Exclusive Booking Perks
- Upgrade on arrival, subject to availability
- Daily Buffet breakfast for up to two guests per bedroom, served in the restaurant and via in-room dining
- $100 USD equivalent Food & Beverage credit utilized during stay (not combinable, not valid on room rate, no cash value)
- Bookings in our Junior Suites or higher categories will also receive complimentary one-way private airport transfers
- Stays of 5+ nights in our Junior Suites or higher categories will receive complimentary roundtrip private airport transfers
- Early check-in / Late check-out, subject to availability
Location
Raffles carries the grand hotel tradition forward with a service philosophy rooted in gracious hospitality and the kind of attentiveness that defined the golden age of travel. Each property honours its building's history through thoughtful design references, butler service, and the signature Writer's Bar, spaces that invite lingering rather than passing through.
The hotel stands in the Quartier du Faubourg-du-Roule, a quiet wedge of the 8th arrondissement bordered by the Champs-Élysées and avenue Matignon, where wide Haussmannian boulevards give way to residential calm. The Place de l'Étoile radiates outward just to the west, twelve avenues fanning from the Arc de Triomphe like spokes on a wheel. Walk east and you reach the rond-point des Champs-Élysées, where plane trees shade the grand promenade leading toward the Louvre. The Russian Orthodox Cathedral, with its five golden domes, rises a few streets away, an unexpected silhouette against the city's uniform rooflines.
Paris-Le Bourget sits 14 kilometres northeast, Orly 17 kilometres south, and Charles de Gaulle 24 kilometres out. The Métro's Art Nouveau entrances mark stations throughout the arrondissement, connecting the neighbourhood to the wider city.
Il Carpaccio anchors the property's dining, its corridor embedded with thousands of mother-of-pearl shells in a theatrical homage to Italian Baroque nymphs. The restaurant's one Michelin star reflects its precise Italian cooking, with dishes that honour tradition without retreating into nostalgia.
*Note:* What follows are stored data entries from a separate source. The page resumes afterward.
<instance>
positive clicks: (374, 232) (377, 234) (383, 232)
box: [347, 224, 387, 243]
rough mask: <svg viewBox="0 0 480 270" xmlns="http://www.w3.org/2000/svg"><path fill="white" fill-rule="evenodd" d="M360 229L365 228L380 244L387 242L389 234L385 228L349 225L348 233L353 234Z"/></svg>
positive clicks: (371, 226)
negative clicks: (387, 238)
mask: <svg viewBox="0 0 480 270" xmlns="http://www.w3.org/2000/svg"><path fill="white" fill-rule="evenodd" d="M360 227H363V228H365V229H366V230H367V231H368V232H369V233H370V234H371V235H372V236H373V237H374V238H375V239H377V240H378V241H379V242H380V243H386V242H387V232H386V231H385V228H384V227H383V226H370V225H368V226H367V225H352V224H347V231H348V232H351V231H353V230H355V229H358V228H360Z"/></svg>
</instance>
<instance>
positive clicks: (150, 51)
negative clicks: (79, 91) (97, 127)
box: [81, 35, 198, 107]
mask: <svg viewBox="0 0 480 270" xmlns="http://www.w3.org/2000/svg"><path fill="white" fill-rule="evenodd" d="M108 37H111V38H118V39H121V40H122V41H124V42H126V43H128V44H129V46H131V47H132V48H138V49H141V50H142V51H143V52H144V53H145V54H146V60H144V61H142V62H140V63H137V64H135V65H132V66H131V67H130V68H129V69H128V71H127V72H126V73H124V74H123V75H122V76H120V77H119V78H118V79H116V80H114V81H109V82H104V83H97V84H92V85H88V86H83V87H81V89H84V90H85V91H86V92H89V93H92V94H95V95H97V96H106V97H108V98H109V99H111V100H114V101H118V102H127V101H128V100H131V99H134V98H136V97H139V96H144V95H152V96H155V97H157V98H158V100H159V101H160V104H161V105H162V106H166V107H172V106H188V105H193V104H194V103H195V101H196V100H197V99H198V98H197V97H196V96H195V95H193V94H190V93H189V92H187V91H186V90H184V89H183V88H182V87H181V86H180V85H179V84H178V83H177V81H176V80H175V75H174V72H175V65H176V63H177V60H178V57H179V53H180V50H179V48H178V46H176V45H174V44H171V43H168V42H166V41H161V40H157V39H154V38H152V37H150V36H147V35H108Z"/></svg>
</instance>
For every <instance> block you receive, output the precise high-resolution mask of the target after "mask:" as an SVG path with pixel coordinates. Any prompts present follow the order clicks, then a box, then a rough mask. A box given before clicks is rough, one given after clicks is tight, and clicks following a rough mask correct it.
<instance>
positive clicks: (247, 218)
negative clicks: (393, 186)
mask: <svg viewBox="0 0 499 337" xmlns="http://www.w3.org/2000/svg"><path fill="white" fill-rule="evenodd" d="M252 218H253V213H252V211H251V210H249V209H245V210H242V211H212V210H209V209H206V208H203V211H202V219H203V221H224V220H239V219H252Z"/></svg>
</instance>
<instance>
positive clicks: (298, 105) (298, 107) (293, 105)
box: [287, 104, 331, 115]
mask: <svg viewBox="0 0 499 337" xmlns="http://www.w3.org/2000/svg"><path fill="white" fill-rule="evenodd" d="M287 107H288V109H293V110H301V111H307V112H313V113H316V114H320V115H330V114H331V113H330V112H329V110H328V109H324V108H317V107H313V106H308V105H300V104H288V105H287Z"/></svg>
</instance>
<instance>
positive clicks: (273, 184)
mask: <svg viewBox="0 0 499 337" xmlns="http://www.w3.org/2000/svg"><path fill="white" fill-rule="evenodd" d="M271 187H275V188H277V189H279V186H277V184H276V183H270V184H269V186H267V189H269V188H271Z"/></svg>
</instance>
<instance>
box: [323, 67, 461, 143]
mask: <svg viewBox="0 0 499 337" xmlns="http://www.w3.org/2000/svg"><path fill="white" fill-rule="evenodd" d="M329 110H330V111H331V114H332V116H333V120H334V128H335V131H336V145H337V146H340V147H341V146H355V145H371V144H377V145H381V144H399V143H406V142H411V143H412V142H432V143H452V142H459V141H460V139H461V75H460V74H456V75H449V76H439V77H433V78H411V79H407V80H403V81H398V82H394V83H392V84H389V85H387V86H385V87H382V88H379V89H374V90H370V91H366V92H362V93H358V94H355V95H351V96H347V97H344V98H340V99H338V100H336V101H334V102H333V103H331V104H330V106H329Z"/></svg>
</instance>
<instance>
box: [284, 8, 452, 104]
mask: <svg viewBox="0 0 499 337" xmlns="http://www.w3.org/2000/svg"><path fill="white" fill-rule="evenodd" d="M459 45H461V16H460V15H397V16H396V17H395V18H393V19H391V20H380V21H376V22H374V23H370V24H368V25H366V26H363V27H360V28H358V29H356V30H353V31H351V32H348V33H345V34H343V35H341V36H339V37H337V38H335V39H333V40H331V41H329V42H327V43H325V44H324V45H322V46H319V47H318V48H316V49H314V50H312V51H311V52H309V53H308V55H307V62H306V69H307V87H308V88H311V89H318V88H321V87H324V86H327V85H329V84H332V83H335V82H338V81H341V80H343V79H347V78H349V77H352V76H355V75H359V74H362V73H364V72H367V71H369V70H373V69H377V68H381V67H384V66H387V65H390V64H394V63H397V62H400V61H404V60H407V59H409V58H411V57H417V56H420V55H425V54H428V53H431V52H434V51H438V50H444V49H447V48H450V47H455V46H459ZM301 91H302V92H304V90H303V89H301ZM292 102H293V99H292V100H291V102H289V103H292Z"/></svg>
Three hundred metres away, Pierre Gagnaire's three-starred table delivers the chef's signature adventurous, excessive cuisine beneath Adel Abdessemed's charcoal bestiary, an urban cave painting that sets the tone for cooking that pushes boundaries. Le Cinq, Christian Le Squer's three-starred dining room at the Four Seasons George V, lies eight hundred metres west, its opulent interior flooded with light from an interior garden. Book a table at any of these and arrive hungry for invention, not comfort.
The Seine traces its curve two kilometres south, where UNESCO-listed banks unfold between the Louvre and the Eiffel Tower, the city's evolution written in stone from medieval quays to 19th-century bridges. Marché Poncelet, half a kilometre north, fills its covered hall with cheese, charcuterie, and the kind of produce stalls where Parisians shop daily. Don't miss the organic Marché Biologique des Batignolles, 1.8 kilometres northwest, where weekend mornings reveal the city's slower rhythms.
Winter brings low grey skies and temperatures hovering just above freezing, the city emptying of tourists while Parisians retreat to cafés and brasseries lit against the early dark. Rain falls steadily but not heavily, turning cobblestones slick and reflective.
Spring arrives slowly, temperatures climbing through March and April as chestnut trees leaf out along the boulevards and terrace tables reappear. May marks the city's loveliest stretch, light lingering past dinner and the parks filling with picnickers. Summer peaks in late July and August, when heat settles over the city and locals decamp for the coast, leaving monuments and museums quieter than they'll be all year.
Autumn rivals spring for ideal conditions, September's warmth holding through early October before the chill returns. November's shorter days and frequent rain signal the approach of winter, the city pulling inward again as café windows steam and lights come on earlier each afternoon.